Again Mr Stansfield accepts that this should come out of the bill. That is in the sum of £240.
Bundles.
This is item 20 in the schedule. There is an objection to the time spent on preparing the bundle for today’s hearing. As the recipient and the principal beneficiary of the bundle, I have to say that there is nothing that increases the work of a judge more in an application of this kind than the absence of a proper hearing bundle. I reject the suggestion that the assistant solicitor was not entitled to spend 2 hours and 54 minutes preparing the bundle for the application this morning. Of course, at the time that that bundle was prepared it was not known that the application would effectively be conceded.
Counsel’s fees.
There is an objection to the extent of Mr Stansfield’s fees. He deals with that by pointing to the fact that, in accordance with my order, he had to prepare a skeleton argument by Monday, which effectively meant his being briefed towards the end of last week, and preparing the skeleton at that time. It seems to me that that is entirely right. It may well be that it was the preparation and presentation of his skeleton that was one of the factors in the Defendant’s decision not to contest the application. It therefore seems to me, particularly given that Mr Stansfield will also have been present at Court for a large part of this morning, that it would be quite wrong to make any reduction in relation to his fees.
Attendance by solicitors.
The point is made by the Defendant that it is unreasonable for both the partner and the assistant solicitor representing the Claimant to be in attendance today. I think that that opposition is probably right. It seems to me that, with the benefit of Mr Stansfield’s attendance, it was unnecessary for both solicitors to be here. Therefore, there should be a reduction to reflect that point, and I make a reduction of £240 to reflect Ms Roberts’ attendance.
Taxi fares.
This is an item which Mr Stansfield concedes in the sum of £16.
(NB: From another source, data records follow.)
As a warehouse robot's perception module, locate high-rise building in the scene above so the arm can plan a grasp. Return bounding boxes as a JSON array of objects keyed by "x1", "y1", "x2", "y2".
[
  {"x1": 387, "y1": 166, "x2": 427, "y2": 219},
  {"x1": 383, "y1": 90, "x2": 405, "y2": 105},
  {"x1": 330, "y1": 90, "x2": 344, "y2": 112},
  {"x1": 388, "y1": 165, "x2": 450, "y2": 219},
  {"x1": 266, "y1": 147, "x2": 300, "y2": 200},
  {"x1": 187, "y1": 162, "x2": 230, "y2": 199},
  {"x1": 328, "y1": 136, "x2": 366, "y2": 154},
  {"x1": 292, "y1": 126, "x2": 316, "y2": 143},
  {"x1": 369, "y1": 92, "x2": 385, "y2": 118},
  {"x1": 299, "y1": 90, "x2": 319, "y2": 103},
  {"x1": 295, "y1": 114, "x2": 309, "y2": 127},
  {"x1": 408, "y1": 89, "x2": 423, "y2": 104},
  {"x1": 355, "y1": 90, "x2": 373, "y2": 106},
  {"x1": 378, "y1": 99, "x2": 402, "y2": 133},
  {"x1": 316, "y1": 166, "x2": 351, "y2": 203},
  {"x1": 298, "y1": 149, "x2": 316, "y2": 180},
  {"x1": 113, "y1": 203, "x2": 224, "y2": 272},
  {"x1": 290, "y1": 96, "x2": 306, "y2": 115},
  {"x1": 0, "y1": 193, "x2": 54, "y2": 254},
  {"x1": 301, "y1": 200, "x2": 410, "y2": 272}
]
Having made those deductions, therefore, the correct figure for costs is the sum of £11,842.85p. I find that that sum was reasonably incurred and it should form the basis of the Court’s order. I should add that, even if the assessment had been on a standard basis, there was nothing in any of the other items in the schedule put forward by the Defendant’s solicitor which would have led me to conclude that the claims made by the Claimant were too high, or that there were any doubts which would justify a further reduction. In other words, it seems to me that the figure of £11,842.85p is justified even on the standard basis of assessment.
Accordingly:
I give judgment for the Claimant in the sum of £115,436.04p.
I order that that sum be paid by 25 October 2006.
I order that until that sum is paid interest will continue to accrue on the judgment sum at the rate of £34.93 per day.
I order that the Claimant’s costs are assessed in the sum of £11,842.85p and I order that those costs also be paid by the Defendant to the Claimant. I will hear Counsel as to when those costs should be paid.